Testing error is the second major caveat. Single-session CS determinations carry approximately 3–5% measurement error, primarily from pacing variability and effort calibration. Re-running the 3-minute test twice in one week will often yield results that differ by 2–4% despite identical physiology, simply because all-out pacing is difficult to replicate. D' is even more variable between sessions, with test-retest coefficients of variation of 10–15% reported in laboratory studies. Environmental factors amplify the problem: heat reduces apparent CS by approximately 3–5% per 10°C above 15°C wet-bulb (Périard & Racinais 2015), and altitude reduces CS by approximately 7–15% depending on elevation. Any single CS value should be treated as a best-estimate with meaningful uncertainty bands rather than a precise constant.
For marathon and longer distances, CS should be complemented by durability measurement. Durability — the retention of CS and running economy after 90+ minutes of prior running — is highly variable between athletes and highly trainable, but not captured by the standard CS test itself. Two runners with identical fresh CS may differ by 8–10% in their CS-at-90-minutes, producing very different marathon performances. For Stryd users and other running power meter owners, be aware that the device's estimated CP depends on the internal power model, which makes assumptions about the relationship between speed, gradient, wind, and metabolic cost that may not perfectly match your physiology — reported watt values can differ by 5–10% between runners at the same true metabolic intensity. Final recommendation: retest CS every 8–12 weeks or after significant fitness changes, maintain a healthy skepticism about small changes (±3% is noise), and layer durability work into marathon preparation to expose any gap between fresh and fatigued CS.
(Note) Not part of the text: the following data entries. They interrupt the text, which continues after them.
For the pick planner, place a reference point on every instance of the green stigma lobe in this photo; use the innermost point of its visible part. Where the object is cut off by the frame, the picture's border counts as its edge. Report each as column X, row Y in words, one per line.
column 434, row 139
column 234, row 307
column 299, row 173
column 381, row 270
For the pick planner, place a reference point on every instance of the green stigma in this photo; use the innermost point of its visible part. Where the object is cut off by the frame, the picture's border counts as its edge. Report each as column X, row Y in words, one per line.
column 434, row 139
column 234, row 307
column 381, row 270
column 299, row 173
Frequently Asked Questions
Is critical speed the same as lactate threshold?
They are close but not identical. Critical Speed typically falls within ±3% of the second lactate threshold (LT2, commonly defined at 4 mmol·L⁻¹ blood lactate) and within approximately 3–5% of the Maximal Lactate Steady State (MLSS), but CS is derived from the power-duration curve while LT2 is derived from a blood-lactate incremental test. For most practical purposes — training zone prescription, race prediction within the 8–60 minute window — CS and LT2 are interchangeable. The advantage of CS is that it can be measured without laboratory access (just time trials or races), and it captures individual running economy directly rather than assuming a population average.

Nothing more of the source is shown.